Купив четыре батона и два круглых «Столичных» – не забываем о соседях – не отказал себе в удовольствии впиться зубами в теплую золотистую корочку и так, похрустывая, вышел из душистого помещения вовне. Сел на ступени рядом с бомжом, сквозь бурый налет на коже разглядел потрепанное лицо бывшего одноклассника и, не сдержавшись, выпалил:
– Ну, Юра, от тебя я такого никак не ожидал! Ты же был круглым отличником, поступал на физмат.
– Поступил, окончил с красным дипломом, работал в секретном НИИ. А теперь, как логическое следствие – нищ и убог аз есмь.
– Это неправильно, Юра, так не должно быть!
– Это правильно, и именно так и должно быть, – просипел он чужим голосом. – «Горе от ума» Грибоедова, помнишь, проходили? Там Чацкий напоследок говорит: «Бегу, не оглянусь, пойду искать по свету, Где оскорбленному есть чувству уголок!..»
– А насчет талантов, закопанных в землю, не напомнишь? Ладно, давай встретимся, скажем, завтра, и поговорим. Вместе подумаем, как тебе помочь.
– Да не нуждаюсь я в помощи, Андрюх! Что ты мне можешь дать: денег? – не возьму, бизнес? – не буду я с вами работать…
– Ну мы это решим, как не задеть твоего свободолюбия и чести. А сейчас, прости, спешу. Так где тебя найти?
– На автостоянке за магазином. Я там почти все время работаю: у меня отсутствие сна и жадности – эти два болезненные качества по нраву хозяину. – Печально улыбнулся, потом поднял на меня пронзительный взгляд умных насмешливых глаз и сказал: – Да, Андрей, может быть, это так, ерунда, только у меня ставит роскошный «Крайслер» такой гламурный пижон с волчьими глазами… Как глянет – у меня по спине дрожь. Так он увидел тебя как-то издалека и спросил, кто ты таков. Я ничего не сказал про тебя, но имей в виду, такой, если кем заинтересуется, все равно узнает.

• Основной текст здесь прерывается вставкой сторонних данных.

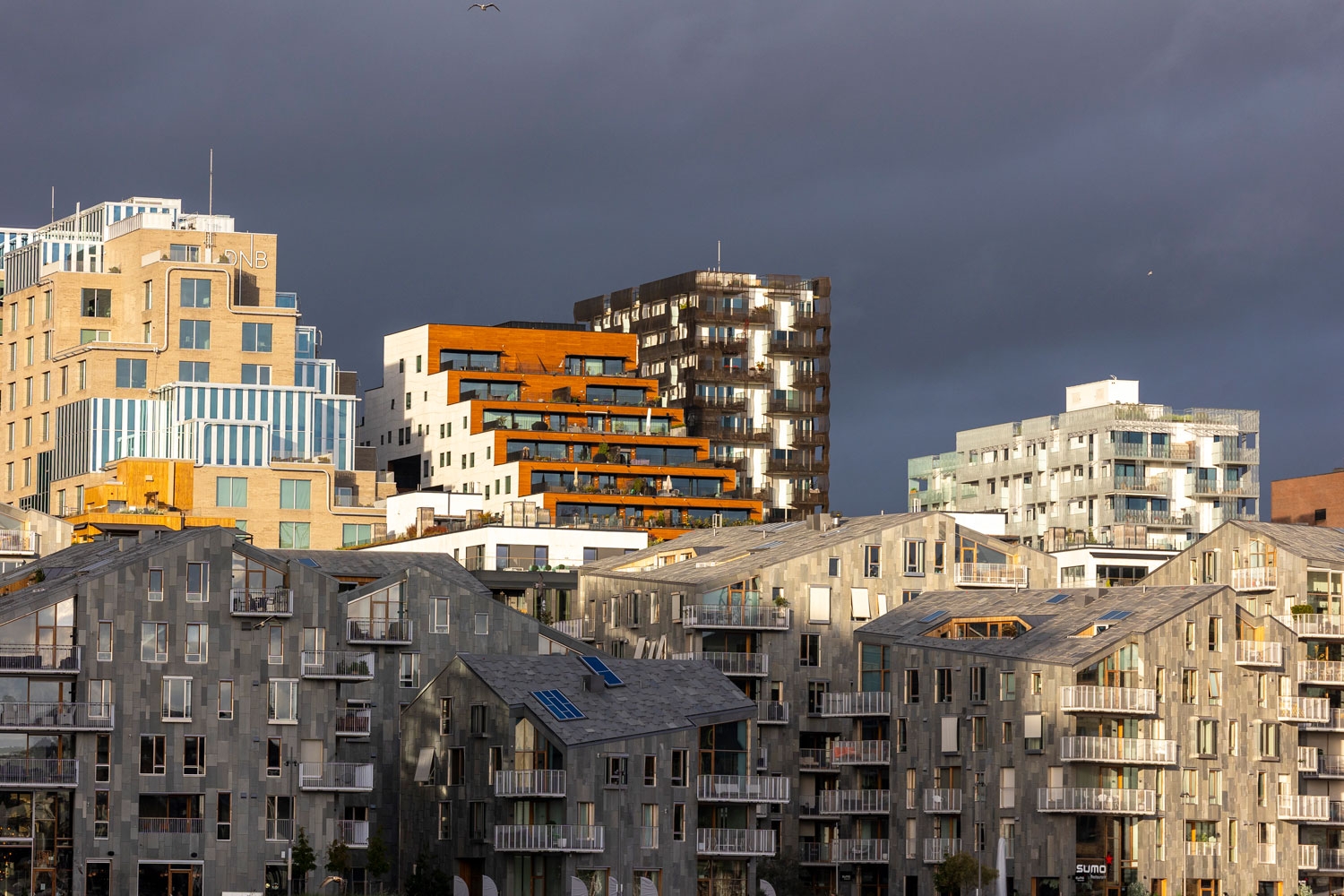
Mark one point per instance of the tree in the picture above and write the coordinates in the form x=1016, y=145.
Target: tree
x=784, y=874
x=961, y=871
x=376, y=861
x=303, y=860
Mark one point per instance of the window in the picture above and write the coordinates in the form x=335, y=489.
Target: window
x=809, y=650
x=191, y=371
x=295, y=535
x=255, y=338
x=94, y=303
x=153, y=642
x=153, y=754
x=194, y=335
x=195, y=292
x=131, y=373
x=194, y=755
x=282, y=702
x=223, y=815
x=177, y=699
x=231, y=490
x=438, y=616
x=280, y=817
x=873, y=560
x=914, y=556
x=409, y=675
x=198, y=642
x=198, y=582
x=255, y=374
x=101, y=814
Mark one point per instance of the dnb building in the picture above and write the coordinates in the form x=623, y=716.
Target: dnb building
x=152, y=374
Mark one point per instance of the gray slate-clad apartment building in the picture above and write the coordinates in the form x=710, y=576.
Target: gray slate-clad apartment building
x=1123, y=734
x=177, y=705
x=538, y=771
x=1290, y=575
x=776, y=608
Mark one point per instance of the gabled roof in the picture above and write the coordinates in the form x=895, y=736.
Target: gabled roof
x=659, y=696
x=1054, y=622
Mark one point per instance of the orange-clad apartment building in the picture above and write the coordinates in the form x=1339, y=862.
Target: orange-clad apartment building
x=547, y=413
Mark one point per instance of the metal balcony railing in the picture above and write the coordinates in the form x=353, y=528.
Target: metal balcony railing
x=1255, y=579
x=943, y=799
x=261, y=602
x=1124, y=750
x=731, y=664
x=1107, y=700
x=530, y=783
x=39, y=659
x=734, y=841
x=742, y=788
x=719, y=616
x=550, y=839
x=335, y=775
x=859, y=702
x=1303, y=807
x=855, y=802
x=1109, y=801
x=343, y=665
x=860, y=753
x=940, y=849
x=992, y=575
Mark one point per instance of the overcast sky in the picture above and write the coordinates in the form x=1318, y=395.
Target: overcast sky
x=986, y=183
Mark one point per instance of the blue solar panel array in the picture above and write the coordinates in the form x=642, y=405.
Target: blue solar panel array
x=558, y=704
x=602, y=669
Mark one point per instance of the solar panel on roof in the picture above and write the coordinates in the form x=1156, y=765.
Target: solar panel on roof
x=602, y=669
x=558, y=704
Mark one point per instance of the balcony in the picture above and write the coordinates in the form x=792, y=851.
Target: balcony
x=860, y=753
x=1255, y=579
x=352, y=833
x=862, y=702
x=722, y=616
x=35, y=659
x=855, y=802
x=1312, y=710
x=734, y=841
x=731, y=664
x=1131, y=751
x=531, y=783
x=943, y=801
x=354, y=723
x=1260, y=653
x=39, y=772
x=335, y=777
x=338, y=665
x=862, y=850
x=1303, y=807
x=940, y=849
x=261, y=602
x=989, y=575
x=548, y=839
x=386, y=632
x=1097, y=801
x=741, y=788
x=1094, y=699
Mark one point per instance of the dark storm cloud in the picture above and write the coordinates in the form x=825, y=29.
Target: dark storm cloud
x=986, y=183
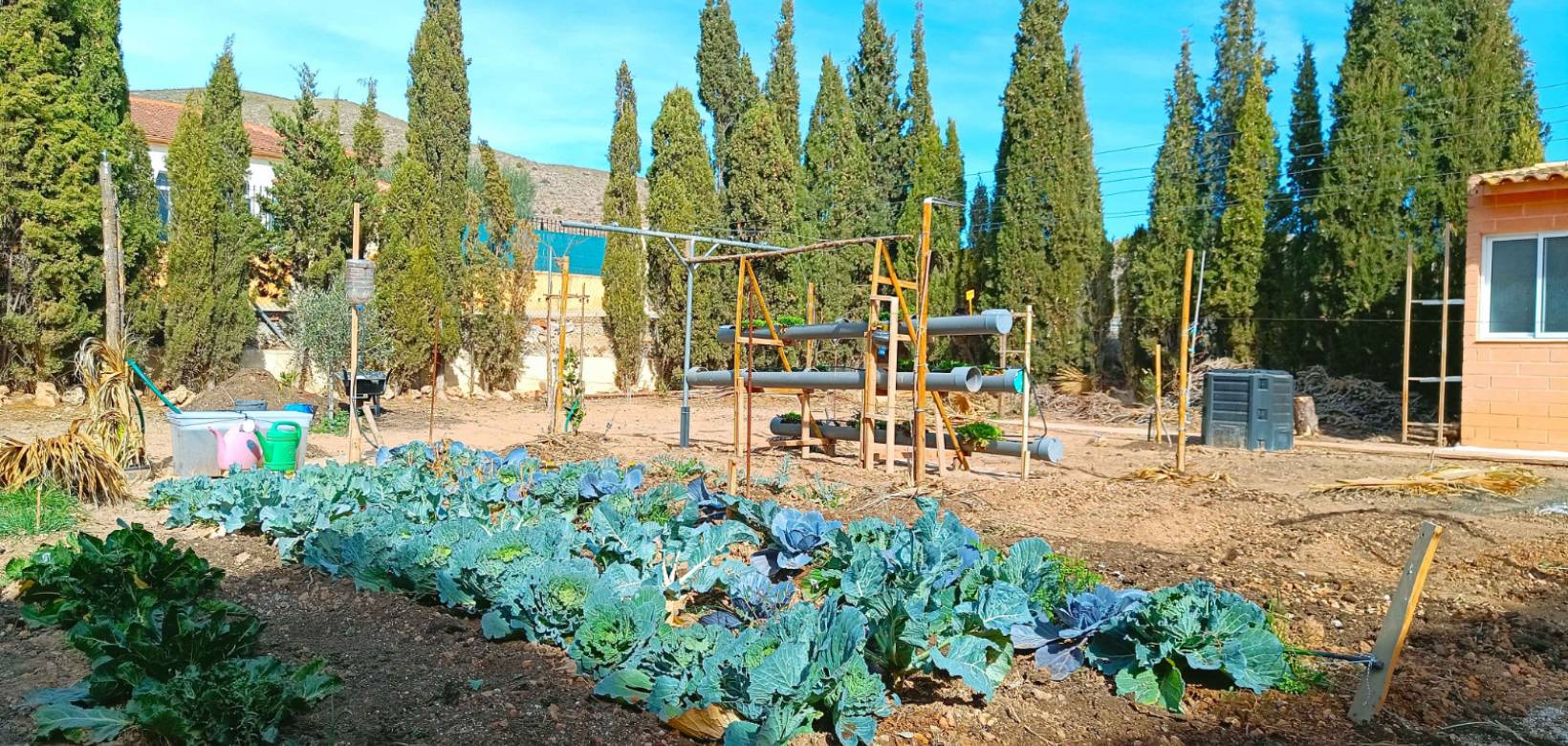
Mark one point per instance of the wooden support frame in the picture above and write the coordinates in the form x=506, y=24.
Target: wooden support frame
x=1396, y=625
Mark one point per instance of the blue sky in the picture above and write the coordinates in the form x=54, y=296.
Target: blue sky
x=543, y=74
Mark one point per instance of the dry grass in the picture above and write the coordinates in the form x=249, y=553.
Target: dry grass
x=76, y=461
x=1498, y=480
x=1166, y=473
x=1071, y=380
x=112, y=403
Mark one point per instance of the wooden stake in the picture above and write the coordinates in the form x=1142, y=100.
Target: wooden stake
x=740, y=299
x=113, y=262
x=1029, y=345
x=1396, y=625
x=1443, y=343
x=353, y=361
x=1181, y=370
x=921, y=343
x=1404, y=378
x=1159, y=395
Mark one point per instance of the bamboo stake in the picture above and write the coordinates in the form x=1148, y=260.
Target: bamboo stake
x=1159, y=397
x=353, y=361
x=1443, y=343
x=560, y=343
x=1029, y=345
x=740, y=299
x=1404, y=378
x=1181, y=370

– На «Крайслере», говоришь, черном, тупорылом… Такой сухопарый, стильно одетый и страшно вежливый господин?
– Похоже на то.
– Я с ним уже разговаривал. Весьма интересный собеседник. Только дрожи по спине я у себя что-то не замечал.
– Еще не вечер, – саркастически протянул бомж с красным дипломом. – Заметишь.
У подъезда в любимом внедорожнике УАЗ с распахнутым салоном нервно ерзал Никита:
– Ну где тебя носит! Я уже заждался. Мы опаздываем.
Дал ему откусить горячего хлеба, сбегал домой, положил покупки на кухонный стол и, в чем был, сбежал по лестнице вниз. Остановился, оглядел залитый солнцем двор, потянулся, присел пять раз и только после третьего угрожающего рычания двигателя сел на сиденье автомобиля.
– Что за спешка, гражданин начальник?
– У нас труп. Наши менты… прости, полицейские, на месте преступления побывали и оставили все как есть. А нам нужно успеть до приезда прокуратуры.
– А нам с тобой что за дело до покойного?
– Нам – ничего, а вот у него к нам интерес имелся, и весьма серьезный. Мне сказали, что у него обнаружены наши с тобой фотографии.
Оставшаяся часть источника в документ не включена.